Les Chansons que mes frères m'ont apprises - Chloe Zhao - 2015

Dans ce premier film, la jeune réalisatrice filme l'alcool et la nostalgie dans la réserve de Pine Ridge dans le Dakota du Sud.

D'abord, la nostalgie de cette spiritualité, de cet esprit communautaire en harmonie avec la Nature que les jeunes indiens en cage n'ont pas connu. L'alcool, surtout, l'opium de ceux qui ne sont plus tout à fait Indiens, pas encore Américains, des citoyens réservistes de seconde zone. Alors les parents désinhibent leur amertume pendant que les enfants ramassent les bouteilles vides et inhibent ce qui leur reste d'espoir. La cinéaste filme en plans furtifs et serrés. La caméra caresse ses personnages mais jamais ne les console. Johnny (John Reddy) et sa petite soeur Jashaun (Jashaun St John) n'ont pas besoin de notre compassion. Ils s'en sortent très bien tous seuls. Les nouveaux orphelins sans patrie doivent maintenant faire le deuil d'un père absent qui avait pourtant tellement d'amour à donner qu'il laisse 9 femmes et 25 enfants. Loin des paillettes d'Hollywood, les adolescents livrés à eux-mêmes n'ont pas d'autre choix que de finir monteur de taureaux ou boxeur s'ils veulent toucher du doigt l'American Dream, ses lassos et sa country.

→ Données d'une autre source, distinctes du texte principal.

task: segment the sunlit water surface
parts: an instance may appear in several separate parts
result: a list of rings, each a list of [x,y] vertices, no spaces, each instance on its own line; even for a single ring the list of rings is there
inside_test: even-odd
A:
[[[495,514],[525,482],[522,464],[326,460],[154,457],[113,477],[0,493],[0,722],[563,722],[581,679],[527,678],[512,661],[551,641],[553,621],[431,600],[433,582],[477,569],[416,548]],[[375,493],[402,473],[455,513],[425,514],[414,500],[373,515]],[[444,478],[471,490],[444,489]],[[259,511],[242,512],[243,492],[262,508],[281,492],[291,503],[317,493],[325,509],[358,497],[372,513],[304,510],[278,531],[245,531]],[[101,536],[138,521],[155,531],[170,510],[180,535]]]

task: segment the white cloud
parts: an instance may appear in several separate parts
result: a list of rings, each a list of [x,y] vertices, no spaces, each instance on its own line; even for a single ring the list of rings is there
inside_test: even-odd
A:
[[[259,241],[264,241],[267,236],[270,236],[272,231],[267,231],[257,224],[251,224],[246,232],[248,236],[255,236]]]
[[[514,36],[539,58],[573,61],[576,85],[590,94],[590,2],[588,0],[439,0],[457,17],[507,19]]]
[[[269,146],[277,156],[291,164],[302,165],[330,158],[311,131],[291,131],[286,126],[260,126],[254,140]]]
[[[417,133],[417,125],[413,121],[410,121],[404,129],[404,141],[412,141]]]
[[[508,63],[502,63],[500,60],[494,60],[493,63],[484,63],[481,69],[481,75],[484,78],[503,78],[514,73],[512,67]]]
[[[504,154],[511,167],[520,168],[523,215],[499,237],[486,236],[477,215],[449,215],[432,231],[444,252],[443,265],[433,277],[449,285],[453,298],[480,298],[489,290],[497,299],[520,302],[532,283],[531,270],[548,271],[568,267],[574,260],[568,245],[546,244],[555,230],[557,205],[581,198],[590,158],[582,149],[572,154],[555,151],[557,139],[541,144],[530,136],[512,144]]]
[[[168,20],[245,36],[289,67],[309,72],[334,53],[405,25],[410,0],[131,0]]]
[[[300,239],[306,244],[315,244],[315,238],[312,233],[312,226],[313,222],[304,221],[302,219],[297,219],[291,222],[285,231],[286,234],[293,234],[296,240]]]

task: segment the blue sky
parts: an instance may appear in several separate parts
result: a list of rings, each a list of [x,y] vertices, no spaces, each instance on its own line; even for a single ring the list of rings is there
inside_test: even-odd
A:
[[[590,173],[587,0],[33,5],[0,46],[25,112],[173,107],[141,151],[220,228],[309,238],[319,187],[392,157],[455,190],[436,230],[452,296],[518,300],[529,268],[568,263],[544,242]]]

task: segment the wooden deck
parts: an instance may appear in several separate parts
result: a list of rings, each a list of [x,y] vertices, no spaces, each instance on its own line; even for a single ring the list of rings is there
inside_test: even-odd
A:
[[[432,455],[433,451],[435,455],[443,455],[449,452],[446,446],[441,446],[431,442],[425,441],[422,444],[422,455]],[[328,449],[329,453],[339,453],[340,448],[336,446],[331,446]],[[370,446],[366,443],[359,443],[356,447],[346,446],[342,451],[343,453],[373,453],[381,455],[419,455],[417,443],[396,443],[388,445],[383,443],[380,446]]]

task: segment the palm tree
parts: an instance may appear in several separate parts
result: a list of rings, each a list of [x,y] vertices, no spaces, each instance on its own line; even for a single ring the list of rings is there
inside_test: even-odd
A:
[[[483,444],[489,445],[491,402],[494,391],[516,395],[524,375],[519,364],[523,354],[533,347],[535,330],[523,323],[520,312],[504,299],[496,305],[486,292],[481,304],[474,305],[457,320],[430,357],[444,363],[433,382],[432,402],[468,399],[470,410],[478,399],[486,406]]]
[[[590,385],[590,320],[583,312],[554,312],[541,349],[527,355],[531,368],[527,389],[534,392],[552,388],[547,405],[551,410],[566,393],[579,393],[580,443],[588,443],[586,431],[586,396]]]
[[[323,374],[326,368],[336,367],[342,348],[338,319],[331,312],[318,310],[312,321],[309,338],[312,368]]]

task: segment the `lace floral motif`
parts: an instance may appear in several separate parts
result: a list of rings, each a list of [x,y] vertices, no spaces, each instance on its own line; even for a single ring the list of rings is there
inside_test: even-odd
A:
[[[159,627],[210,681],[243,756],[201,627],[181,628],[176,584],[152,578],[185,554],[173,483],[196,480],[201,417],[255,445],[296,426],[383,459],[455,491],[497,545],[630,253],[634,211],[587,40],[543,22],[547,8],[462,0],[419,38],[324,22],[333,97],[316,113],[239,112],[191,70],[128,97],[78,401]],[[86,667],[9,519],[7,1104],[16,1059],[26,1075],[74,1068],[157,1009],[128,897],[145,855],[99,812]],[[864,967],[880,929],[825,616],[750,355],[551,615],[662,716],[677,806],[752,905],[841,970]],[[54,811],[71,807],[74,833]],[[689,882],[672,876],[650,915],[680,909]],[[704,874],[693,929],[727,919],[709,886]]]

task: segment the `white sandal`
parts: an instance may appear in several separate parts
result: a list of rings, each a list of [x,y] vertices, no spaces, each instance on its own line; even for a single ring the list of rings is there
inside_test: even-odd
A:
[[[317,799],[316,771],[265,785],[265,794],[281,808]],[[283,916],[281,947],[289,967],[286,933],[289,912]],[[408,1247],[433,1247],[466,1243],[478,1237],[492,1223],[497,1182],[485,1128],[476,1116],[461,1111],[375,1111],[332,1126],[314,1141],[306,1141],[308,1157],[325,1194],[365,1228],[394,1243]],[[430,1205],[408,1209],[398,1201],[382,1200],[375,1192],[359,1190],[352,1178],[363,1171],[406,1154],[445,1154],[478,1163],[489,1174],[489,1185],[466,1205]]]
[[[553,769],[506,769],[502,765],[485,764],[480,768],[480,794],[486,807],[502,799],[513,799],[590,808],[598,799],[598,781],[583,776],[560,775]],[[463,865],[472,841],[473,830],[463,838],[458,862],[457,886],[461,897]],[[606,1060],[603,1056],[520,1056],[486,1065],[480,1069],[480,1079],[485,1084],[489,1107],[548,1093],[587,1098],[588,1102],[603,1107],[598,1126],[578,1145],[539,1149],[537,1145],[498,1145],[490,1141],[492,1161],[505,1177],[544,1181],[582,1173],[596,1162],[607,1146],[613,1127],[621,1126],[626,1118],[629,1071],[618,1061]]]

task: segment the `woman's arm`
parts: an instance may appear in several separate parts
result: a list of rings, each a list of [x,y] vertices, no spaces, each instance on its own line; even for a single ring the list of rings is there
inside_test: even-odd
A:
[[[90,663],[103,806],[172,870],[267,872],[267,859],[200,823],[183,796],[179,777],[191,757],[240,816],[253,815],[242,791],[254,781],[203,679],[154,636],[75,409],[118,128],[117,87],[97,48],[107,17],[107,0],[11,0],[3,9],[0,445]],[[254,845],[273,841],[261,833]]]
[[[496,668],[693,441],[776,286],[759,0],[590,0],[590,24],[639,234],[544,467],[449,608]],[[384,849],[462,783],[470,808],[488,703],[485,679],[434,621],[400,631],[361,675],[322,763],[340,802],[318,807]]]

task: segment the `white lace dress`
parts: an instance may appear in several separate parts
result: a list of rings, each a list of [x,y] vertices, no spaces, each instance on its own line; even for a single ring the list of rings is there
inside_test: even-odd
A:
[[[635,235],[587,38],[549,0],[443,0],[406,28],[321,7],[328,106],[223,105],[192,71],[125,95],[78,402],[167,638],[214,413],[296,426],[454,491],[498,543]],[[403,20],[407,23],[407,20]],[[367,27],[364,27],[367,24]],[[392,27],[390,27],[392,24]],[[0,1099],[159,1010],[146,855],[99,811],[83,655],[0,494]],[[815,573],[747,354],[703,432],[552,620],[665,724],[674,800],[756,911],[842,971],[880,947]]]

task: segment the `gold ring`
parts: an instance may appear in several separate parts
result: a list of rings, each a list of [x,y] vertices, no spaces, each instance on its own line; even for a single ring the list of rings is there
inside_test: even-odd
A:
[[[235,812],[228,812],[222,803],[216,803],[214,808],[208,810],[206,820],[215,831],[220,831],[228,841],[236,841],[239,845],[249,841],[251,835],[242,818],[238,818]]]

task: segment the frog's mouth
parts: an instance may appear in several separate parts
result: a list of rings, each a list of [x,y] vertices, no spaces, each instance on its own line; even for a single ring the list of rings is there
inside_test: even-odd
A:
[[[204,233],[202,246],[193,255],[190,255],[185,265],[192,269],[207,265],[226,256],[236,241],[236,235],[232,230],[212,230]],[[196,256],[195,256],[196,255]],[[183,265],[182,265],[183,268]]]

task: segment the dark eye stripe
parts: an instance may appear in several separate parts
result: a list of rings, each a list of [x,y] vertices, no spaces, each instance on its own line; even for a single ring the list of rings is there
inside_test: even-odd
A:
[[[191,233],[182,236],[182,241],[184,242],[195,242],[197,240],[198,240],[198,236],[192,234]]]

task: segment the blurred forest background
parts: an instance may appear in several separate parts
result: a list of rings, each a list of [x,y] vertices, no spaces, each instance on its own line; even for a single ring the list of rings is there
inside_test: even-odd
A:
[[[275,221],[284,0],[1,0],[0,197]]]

Chloe Zhao redonne leurs lettres de noblesse à ces bâtards sans nom, à ces mustangs déchus. Comme nous l'explique Johnny Winters, à force de les priver de liberté on finit par briser l'esprit du cheval. Dans ce premier coup de maître produit par Forest Whitaker et le festival Sundance, la jeune femme interroge cinquante ans de cinéma silencieux au sujet de ces Peaux Rouges qui ne sont pas juste bons à faire la danse de la pluie dans des westerns kitchissimes. Ne s'est -il rien passé depuis Wounded Knee et l'occupation de la réserve par le Mouvement des Indiens d'Amérique?

Comme chez Terrence Malick (celui de Tree of Life, pas celui de son cousin maléfique d'A la merveille of course) on retrouve l'Eros et le Thanatos. La même grâce habite les mouvements des acteurs, qu'ils se battent ou fassent l'amour. En revanche, contrairement au cinéaste barbu, elle tente de filmer la foi et le culte comme des vestiges de l'assimilation forcée, comme un aveu de la domination symbolique du WASP sur les colonisés. Enfin, Zhao flirte avec le film noir au coeur des Rocheuses. L'intimité se joue dans l'immensité d'un paysage indomptable, sec et minéral alors que la moiteur du ghetto abrite les rivalités qui grondent parmi les jeunes bootleggers.

A force de visions volcaniques, de cendres fumantes et de flammes vengeresses, l'incendiaire derrière la caméra suggérerait-elle de mettre le feu à la désintégration de l'identité indienne? En tout cas nos deux héros sont bien décidés à reprendre le flambeau de l'Histoire à reconquérir.